Онлайн чтение книги Меченосцы
III

Збышко не мог догнать своего оруженосца, потому что тот ехал день и ночь, отдыхая лишь столько, сколько было необходимо во что бы то ни стало, чтобы не пали лошади, которые, кормясь одной травой, были слабы и не могли делать таких переходов, как в странах, где легче было достать овес. Самого себя Глава не жалел, а на преклонные годы и слабость Зигфрида не обращал внимания. Старый меченосец страдал жестоко, тем более что железный Мацько во время схватки изрядно помял ему бока. Но всего более мучили его комары, роившиеся в сырых лесах; руки у него были связаны, ноги прикручены к брюху коня, и он не мог отгонять насекомых. Правда, оруженосец не причинял ему никаких особенных страданий, но и не жалел его и освобождал правую руку Зигфрида только во время еды, на привалах.

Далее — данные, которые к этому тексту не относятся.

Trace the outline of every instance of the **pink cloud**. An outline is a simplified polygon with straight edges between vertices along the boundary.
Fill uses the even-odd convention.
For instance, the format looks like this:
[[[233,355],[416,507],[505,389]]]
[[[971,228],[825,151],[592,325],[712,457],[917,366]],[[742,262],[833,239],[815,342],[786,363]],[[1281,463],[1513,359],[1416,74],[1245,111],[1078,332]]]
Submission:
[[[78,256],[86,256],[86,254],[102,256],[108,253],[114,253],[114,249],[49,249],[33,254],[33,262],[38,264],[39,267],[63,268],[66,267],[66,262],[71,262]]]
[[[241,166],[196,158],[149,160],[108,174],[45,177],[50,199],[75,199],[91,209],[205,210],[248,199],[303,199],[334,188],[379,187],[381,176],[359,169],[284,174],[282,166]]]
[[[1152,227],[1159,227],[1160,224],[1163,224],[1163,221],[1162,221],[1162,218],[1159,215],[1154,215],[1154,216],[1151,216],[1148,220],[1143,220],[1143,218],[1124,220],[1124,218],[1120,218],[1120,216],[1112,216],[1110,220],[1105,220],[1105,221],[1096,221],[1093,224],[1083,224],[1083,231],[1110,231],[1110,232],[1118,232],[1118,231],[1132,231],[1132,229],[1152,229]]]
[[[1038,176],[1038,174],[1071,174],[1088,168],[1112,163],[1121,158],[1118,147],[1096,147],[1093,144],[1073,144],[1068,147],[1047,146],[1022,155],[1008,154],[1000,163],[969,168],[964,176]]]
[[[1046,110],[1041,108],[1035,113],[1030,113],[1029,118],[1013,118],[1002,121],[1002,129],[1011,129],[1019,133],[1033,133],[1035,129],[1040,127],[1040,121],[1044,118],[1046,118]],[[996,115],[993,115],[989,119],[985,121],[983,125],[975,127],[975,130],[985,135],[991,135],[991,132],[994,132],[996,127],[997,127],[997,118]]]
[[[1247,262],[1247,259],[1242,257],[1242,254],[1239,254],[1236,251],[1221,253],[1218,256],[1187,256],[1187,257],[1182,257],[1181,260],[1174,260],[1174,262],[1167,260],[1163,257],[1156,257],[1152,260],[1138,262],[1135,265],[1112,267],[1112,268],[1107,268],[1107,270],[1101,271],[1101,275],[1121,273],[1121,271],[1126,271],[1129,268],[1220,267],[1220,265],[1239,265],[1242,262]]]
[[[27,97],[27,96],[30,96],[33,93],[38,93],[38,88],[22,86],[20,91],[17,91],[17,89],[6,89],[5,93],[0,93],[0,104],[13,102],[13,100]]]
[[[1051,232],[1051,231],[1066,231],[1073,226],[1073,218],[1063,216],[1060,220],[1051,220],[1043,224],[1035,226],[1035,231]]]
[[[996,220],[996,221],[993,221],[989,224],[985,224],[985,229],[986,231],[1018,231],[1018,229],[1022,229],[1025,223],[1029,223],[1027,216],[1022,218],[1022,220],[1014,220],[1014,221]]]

— Ешь, волчья морда, чтобы я мог доставить тебя живого спыховскому пану.

С такими словами он его угощал. Правда, в начале пути Зигфриду пришла в голову мысль уморить себя голодом, но когда он услышал предупреждение, что ему будут разжимать зубы ножом и насильно совать пищу в рот, он предпочел уступить, чтобы не допустить унижения своего монашеского Достоинства и рыцарской чести.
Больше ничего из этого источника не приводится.